Python: extract numbers based on letters

Question

I have a string ("1x5y") from which I want to extract the numbers, but I want to extract those numbers based on the letter. From my string I want to end up with x = 1 and y = 5.
Also, either x or y may or may not be present in the string, but at least one of them will always be present (and only once, not more than once).
I managed to do this with regex and a few "if"s, but I was wondering if there is a more elegant solution.

Thank you

EDIT: here is what I have

delta = "2y"
if ("x" in delta) and ("y" in delta):
    x = re.findall('\d+',str(re.findall('\d+x',delta)))
    y = re.findall('\d+',str(re.findall('\d+y',delta)))
elif ("x" in delta) and ("y" not in delta):
    x = re.findall('\d+',str(re.findall('\d+x',delta)))
elif ("x" not in delta) and ("y" in delta):
    y = re.findall('\d+',str(re.findall('\d+y',delta)))
else:
    x = y = 0

Answer 1

The most basic and naive regex to solve this is (\d+)([a-zA-Z]), and there's no need for any ifs.

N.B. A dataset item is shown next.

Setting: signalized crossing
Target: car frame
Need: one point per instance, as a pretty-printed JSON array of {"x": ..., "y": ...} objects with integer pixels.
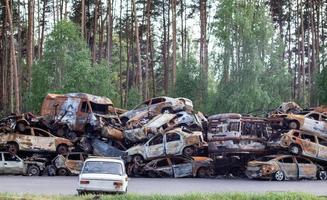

The capturing groups will take care for "associating" each number to the letter on the right of it.

import re

regex = re.compile(r'(\d+)([a-zA-Z])')
for string in ['1x5y', '1x', '5y', '111x2y333z']:
    print(string)
    for number, letter in regex.findall(string):
        print(number, letter)
    print()

Outputs

1x5y
1 x
5 y

1x
1 x

5y
5 y

111x2y333z
111 x
2 y
333 z

Answer 2

You can precompile the regex and assign with findall()

import re

s = "1x5y"
p = re.compile(r'(\d+)x(\d+)y')
(x, y) = re.findall(p, s)[0]